The Balearic Parliament Board postpones the replacement of the president pending reports from the lawyers

The Balearic Parliament Board has postponed the possible replacement of its president, Gabriel Le Senne (Vox), pending two reports from lawyers who must resolve whether his expulsion from the parliamentary group was correct and what mechanism should be followed to elect a new candidate. The Balearic Islands have been in a serious institutional crisis since five of the seven Vox deputies mutinied against Santiago Abascal and decided to expel the president of the party in the islands, Patricia de las Heras, and the president of the Parliament, Gabriel, from the parliamentary group. Le Senne.
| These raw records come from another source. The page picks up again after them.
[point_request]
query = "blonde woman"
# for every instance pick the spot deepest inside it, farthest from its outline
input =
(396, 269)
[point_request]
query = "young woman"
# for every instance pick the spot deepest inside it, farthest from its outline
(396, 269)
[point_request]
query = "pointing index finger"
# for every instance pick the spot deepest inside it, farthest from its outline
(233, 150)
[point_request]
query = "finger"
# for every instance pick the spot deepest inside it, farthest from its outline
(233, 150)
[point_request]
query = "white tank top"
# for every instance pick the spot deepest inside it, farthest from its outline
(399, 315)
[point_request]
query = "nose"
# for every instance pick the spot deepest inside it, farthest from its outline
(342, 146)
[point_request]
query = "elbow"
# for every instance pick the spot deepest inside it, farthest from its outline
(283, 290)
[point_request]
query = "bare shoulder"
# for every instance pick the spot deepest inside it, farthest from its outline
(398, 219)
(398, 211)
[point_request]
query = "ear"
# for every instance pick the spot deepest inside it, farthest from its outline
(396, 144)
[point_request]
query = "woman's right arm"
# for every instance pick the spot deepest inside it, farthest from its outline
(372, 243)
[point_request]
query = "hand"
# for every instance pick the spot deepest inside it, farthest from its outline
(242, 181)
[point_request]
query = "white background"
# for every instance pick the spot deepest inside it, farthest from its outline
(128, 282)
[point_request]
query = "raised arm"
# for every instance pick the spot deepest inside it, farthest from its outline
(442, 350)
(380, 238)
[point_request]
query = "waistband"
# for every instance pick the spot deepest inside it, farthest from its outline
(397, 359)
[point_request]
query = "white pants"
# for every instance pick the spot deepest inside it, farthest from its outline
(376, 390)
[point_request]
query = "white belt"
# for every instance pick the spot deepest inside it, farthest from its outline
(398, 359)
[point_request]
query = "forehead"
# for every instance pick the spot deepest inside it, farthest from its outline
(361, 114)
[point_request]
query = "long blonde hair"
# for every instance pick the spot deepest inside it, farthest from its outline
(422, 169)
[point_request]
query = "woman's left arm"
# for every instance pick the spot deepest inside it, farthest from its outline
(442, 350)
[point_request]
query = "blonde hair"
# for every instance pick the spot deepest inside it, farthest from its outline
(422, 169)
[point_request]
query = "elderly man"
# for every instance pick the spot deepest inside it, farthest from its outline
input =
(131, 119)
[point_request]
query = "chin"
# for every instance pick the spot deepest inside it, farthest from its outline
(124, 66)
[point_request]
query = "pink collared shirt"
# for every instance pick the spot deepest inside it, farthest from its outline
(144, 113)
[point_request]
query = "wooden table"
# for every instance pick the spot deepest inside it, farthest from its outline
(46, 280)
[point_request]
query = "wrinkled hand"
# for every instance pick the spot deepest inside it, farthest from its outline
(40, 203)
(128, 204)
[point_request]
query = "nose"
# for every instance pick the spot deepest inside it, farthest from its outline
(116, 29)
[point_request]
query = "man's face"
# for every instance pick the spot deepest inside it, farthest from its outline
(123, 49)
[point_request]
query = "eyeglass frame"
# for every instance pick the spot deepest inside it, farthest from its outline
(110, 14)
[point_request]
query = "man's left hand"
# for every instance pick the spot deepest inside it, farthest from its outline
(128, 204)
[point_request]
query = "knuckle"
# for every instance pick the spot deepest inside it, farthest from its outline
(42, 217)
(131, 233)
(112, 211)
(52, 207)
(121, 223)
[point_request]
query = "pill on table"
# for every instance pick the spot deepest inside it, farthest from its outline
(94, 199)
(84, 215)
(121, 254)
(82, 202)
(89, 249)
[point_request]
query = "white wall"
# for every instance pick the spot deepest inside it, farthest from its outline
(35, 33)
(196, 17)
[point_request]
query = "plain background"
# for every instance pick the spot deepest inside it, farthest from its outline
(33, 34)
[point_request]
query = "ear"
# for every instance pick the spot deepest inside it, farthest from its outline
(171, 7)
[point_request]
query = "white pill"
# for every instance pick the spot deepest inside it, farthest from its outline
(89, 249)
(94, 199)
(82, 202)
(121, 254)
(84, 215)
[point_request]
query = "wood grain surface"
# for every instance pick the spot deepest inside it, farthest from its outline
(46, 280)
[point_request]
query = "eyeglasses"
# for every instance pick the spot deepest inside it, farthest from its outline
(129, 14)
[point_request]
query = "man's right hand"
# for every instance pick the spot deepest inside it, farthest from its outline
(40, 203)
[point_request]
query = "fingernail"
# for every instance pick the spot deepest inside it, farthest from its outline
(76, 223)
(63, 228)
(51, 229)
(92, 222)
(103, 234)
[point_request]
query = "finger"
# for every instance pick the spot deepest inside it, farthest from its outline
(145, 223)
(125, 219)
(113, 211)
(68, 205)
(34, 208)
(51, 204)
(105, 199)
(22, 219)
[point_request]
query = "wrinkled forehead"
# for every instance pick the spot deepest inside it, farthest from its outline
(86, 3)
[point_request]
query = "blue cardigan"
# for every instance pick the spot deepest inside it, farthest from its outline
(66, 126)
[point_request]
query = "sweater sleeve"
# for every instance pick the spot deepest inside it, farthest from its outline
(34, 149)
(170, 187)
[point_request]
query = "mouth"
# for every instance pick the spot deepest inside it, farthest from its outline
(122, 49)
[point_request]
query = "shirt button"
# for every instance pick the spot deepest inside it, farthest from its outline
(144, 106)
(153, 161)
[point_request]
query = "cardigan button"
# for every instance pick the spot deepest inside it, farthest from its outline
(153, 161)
The Parliament’s regulations establish that the expulsion of the group automatically means that it will be stripped of its status as president, but Le Senne has bought time by requesting these reports to resolve whether the expulsion of the two deputies was correct and what mechanism should be followed. be followed now to elect a new president of the House. To complete the legal gibberish in which the Balearic Islands are currently in, one of the left-wing parties, Més per Menorca, has requested by surprise that this decision of the Board be challenged and assures that its members may have prevaricated by not strictly complying what the regulations establish, which is expulsion.

In parallel, Vox, PSOE and Més have announced that they will promote an express modification of the regulations to shield Le Senne and expel the five rebel Vox deputies from the parliamentary group. They want this rule to come into force immediately, accelerating the procedures as much as possible, something that has already been opposed by Més per Menorca, Podemos and the PP, who consider that the reforms cannot come into force in this legislature.

In the midst of this legal movement, the Balearic president, Marga Prohens, was in Brussels yesterday in an attempt to convey a message of normality, which has very little to do with the turbulent political situation that is being experienced in the Islands. The Vox leadership has threatened the president with consequences, for now undetermined, if she makes a pact with the mutineers. Prohens has 25 deputies in the Parliament and the absolute majority is 30, that is, she is missing precisely the five deputies that the rebels can offer her.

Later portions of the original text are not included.